I am absolutely boggled by the notation $ad_x$ as used to discuss the adjoint representation of a Lie Algebra. A few things I do understand:
I understand what a Lie algebra is in general, including the commutator bracket I feel like I understand that a homomorphism is any mapping of the form $f(a*b) = f(a) f(b)$. I feel like I understand that any representation, in general, can be reduced to an adjoint representation by evaluating the representation at zero.

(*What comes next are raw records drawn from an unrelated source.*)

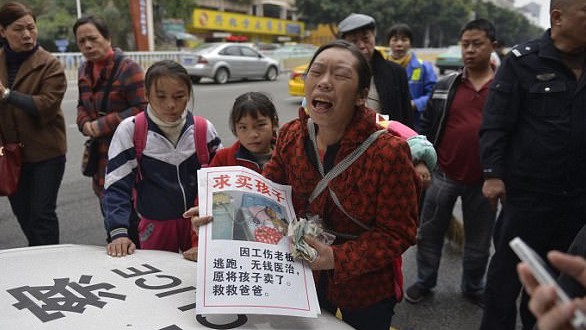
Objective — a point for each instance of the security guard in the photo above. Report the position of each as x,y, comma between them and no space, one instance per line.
533,148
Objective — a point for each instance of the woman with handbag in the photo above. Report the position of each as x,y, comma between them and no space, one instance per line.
111,88
32,85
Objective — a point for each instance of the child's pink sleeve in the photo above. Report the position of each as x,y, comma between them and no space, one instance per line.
400,130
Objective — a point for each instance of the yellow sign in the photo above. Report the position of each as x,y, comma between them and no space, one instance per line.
232,22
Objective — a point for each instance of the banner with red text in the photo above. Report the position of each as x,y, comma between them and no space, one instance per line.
244,259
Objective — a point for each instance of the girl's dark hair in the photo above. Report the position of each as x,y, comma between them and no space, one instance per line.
96,21
402,30
252,104
166,68
363,67
12,11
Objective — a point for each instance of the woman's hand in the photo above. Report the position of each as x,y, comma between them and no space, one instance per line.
191,254
90,128
325,254
543,302
196,220
121,247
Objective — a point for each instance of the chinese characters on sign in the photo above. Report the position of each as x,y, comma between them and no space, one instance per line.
233,22
245,264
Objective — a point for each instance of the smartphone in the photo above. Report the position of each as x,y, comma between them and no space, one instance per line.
544,275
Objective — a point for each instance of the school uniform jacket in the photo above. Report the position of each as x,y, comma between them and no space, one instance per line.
168,175
380,189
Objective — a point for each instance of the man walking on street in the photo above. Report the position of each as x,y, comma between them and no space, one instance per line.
533,148
389,90
451,122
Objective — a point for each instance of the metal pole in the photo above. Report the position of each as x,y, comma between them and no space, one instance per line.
150,25
78,3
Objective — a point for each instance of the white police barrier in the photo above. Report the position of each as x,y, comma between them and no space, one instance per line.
81,287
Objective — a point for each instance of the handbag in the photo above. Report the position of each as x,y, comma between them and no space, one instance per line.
91,157
90,160
10,166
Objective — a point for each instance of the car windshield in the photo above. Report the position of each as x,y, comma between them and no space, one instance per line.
206,47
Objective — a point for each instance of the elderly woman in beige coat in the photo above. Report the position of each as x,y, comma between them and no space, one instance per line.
32,85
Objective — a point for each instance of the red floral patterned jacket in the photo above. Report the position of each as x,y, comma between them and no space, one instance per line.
380,189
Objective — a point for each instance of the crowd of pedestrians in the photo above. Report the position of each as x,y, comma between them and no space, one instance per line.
510,140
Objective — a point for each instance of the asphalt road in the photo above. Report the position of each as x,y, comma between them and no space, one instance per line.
81,222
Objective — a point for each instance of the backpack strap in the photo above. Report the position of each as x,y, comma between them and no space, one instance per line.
139,138
200,136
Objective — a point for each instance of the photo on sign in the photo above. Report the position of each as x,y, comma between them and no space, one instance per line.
248,217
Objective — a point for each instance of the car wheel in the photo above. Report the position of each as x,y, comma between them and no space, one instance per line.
221,76
272,74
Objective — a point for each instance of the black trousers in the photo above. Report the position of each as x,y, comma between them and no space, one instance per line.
35,202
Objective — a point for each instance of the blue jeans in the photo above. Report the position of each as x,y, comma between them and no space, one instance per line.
35,201
479,219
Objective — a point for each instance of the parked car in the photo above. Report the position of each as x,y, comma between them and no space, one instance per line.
225,61
450,60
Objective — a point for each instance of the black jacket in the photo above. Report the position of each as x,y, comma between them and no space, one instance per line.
433,119
392,86
533,134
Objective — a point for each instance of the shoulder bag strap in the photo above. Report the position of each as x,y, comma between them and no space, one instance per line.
338,169
108,88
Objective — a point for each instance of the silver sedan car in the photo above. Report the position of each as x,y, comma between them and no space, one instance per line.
225,61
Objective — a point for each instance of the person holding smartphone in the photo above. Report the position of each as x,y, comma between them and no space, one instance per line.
542,302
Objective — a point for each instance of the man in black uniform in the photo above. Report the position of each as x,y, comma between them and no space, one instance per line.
389,90
533,147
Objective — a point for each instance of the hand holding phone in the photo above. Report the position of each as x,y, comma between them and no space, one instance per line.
545,276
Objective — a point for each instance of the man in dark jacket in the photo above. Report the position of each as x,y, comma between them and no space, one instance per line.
389,88
532,144
451,122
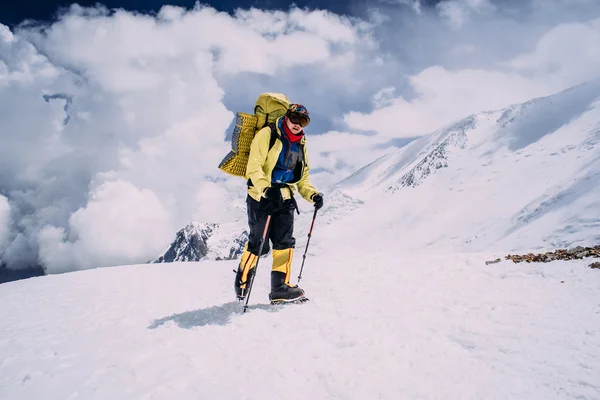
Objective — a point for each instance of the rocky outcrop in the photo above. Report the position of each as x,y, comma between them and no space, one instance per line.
576,253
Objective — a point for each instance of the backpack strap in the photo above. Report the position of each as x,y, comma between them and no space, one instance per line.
273,135
273,130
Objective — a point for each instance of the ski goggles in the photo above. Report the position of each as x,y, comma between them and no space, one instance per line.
298,119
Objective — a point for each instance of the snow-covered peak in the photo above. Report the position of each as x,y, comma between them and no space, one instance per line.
525,177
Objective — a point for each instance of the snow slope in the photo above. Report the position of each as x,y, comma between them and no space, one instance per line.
385,326
527,177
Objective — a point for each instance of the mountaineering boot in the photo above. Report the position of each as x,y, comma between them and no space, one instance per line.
282,291
244,274
242,284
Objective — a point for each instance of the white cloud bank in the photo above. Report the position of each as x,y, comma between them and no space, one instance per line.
113,122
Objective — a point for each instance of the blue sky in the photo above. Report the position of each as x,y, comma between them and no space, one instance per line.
114,121
15,12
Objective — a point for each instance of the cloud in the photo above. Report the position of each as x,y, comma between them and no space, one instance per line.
4,222
119,224
564,56
456,12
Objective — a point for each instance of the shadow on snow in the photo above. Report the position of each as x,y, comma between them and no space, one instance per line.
216,315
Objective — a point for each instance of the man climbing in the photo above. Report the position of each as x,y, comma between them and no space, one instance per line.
275,169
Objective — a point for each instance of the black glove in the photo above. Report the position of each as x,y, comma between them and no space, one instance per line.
273,194
318,199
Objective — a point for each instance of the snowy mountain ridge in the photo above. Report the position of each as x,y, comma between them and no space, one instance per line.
200,240
522,178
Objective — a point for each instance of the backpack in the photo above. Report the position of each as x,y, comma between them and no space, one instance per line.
268,107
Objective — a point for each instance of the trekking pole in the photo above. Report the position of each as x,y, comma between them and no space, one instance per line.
307,243
262,242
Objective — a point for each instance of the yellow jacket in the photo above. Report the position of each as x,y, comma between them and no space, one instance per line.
262,161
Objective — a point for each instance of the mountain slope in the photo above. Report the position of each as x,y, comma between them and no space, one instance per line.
438,327
526,177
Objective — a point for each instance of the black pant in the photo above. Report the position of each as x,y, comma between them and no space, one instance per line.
281,227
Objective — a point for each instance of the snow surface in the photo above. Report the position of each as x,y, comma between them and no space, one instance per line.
379,326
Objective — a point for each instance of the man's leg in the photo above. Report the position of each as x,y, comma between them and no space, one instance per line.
282,236
257,218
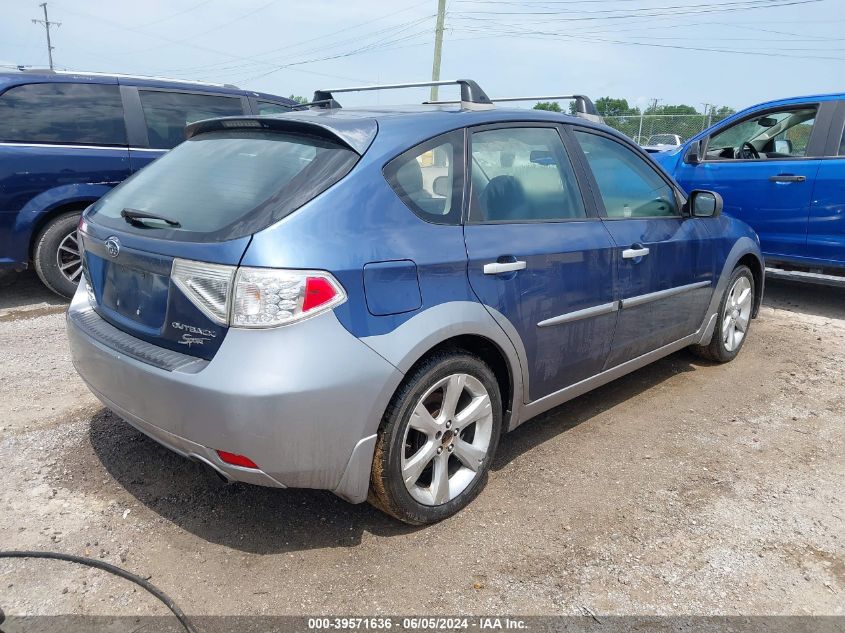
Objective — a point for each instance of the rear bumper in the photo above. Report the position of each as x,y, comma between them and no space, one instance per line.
303,401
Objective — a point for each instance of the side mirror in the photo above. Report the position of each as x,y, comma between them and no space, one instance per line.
705,204
783,146
693,155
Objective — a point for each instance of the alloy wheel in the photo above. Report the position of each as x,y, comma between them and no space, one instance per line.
69,257
446,440
737,314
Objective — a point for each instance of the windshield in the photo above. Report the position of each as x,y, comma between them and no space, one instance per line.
225,184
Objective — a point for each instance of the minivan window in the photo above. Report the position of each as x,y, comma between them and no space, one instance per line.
226,184
783,134
167,113
63,113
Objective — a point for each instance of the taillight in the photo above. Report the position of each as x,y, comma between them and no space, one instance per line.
256,297
208,286
266,297
237,460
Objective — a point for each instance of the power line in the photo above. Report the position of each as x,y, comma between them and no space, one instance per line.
47,24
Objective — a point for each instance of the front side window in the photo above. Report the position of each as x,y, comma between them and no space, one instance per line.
226,184
629,186
428,178
522,175
63,113
167,113
768,136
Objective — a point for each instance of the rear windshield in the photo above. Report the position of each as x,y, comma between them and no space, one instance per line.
227,184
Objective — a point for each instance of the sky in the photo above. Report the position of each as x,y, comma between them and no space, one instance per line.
722,52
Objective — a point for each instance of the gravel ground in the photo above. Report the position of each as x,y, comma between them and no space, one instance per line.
684,488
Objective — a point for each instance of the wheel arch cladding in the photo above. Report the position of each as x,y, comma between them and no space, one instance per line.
758,272
460,324
491,354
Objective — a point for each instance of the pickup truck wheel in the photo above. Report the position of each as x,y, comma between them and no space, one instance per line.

But what totally blows me away is the notation $ad_x$, which is the same as $ad(X)$ (which is equally confusing). In the wikipedia article on adjoint representations of Lie Algebras, I see statements like:
$$ad_x(y) = [x,y]$$
and people saying that the above equation is a homomorphism. I completely fail to see how the statement above is a homomorphism. So:
is $ad_x$ some kind of operator? Is it a function notation like $f(x)$? Does $ad_x$ itself have some value that can be inserted (i.e. is it a matrix of some kind)?
I think the formula you copied is pretty telling: for any $x$ in your Lie algebra $L$, $ad_x$ is the function $$ad_x: L\to L$$ which sends $y\in L$ to $[x,y]\in L$.
It is clear that $ad_x$ is a linear function, so $ad_x\in \operatorname{End}(L)$. Now when we see $\operatorname{End}(L)$ as a Lie algebra, we usually write it as $\mathfrak{gl}(L)$. So we have a function $ad: L\to \mathfrak{gl}(L)$ which sends an element $x\in L$ to the linear map $ad_x\in \mathfrak{gl}(L)$.
Now the magic part is that $$ad_{[x,y]}=[ad_x,ad_y]$$ which can be rewritten as $$[[x,y],z] = (ad_x\circ ad_y-ad_y\circ ad_x)(z) = [x,[y,z]]-[y,[x,z]]$$ for all $z\in L$. (And this is just the Jacobi axiom.)
This means that $ad: L\to \mathfrak{gl}(L)$ is actually a Lie algebra morphism. I would guess this is the statement you're referring to in your question.